The misconception that IgM is found only in acute infection and disappears within 3 months causes many clinicians to test for it and to misinterpret the results. In many cases, IgM fails to develop after acute infection. In others, it may persist for as long as 2 years after primary infection. It also can be detected with recurrent or reactivated infections.1
Immunoglobulin G (IgG) has a longer half-life (21 days) and is the most common immunoglobulin in humans. It is found in tissues and serum and readily crosses the placenta. It can be detected shortly after acute infection, exhibiting a steep rise and fall over several weeks after primary infection. IgG also is a sign of past infection.1
Telltale sign of acute infection
It now seems clear that an IgG antibody produced within the first months after primary infection binds to its antigen poorly. After this initial period, the IgG binds with greater intensity (ie, higher avidity) to that specific antigen (virus). Assays that measure this binding intensity are called avidity assays and are expressed as a percentage of IgG bound to the antigen after treatment with denaturing agents.

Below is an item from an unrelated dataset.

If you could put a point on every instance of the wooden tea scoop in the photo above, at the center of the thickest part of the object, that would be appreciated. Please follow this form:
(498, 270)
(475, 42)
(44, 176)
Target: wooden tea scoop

Avidity assays have been developed and studied for a variety of viruses.2 The detection of low-avidity IgG can be considered a more reliable sign of acute infection than IgM.
Herpes simplex virus
SERENA’S CASE
Monthly irritation and a vulvar lesion
Serena, 22, complains of irritation and pruritus that precede her period each month. She has tried treating herself with over-the-counter and prescription antifungal medication, without much relief. She presents to your office as an add-on patient and reports that the irritation started 1 day ago and usually lasts 7 days. Physical examination reveals a small area on the left vulva that is inflamed, with 2 small fissures. You obtain a vaginal pH, but it is normal, and there are negative findings on the wet prep.
In view of Serena’s history of recurrent symptoms and atypical lesions, recurrent herpes is a likely diagnosis, so you culture the lesion and order IgG type-specific serology for HSV 1 and 2. The culture is negative, but serology is positive for the HSV-2 antibody. Thus, serology confirms genital herpes.
Although Serena’s culture was negative, false-negative cultures are common with HSV, and serology testing usually is necessary to make the diagnosis of recurrent genital herpes.
HSV-2 is widespread: About 1 in 4 adults is infected. Of these, fewer than 1 in 10 is aware he or she has the virus. Thus, it makes sense to test for HSV-2 when physical findings suggest that it may be present.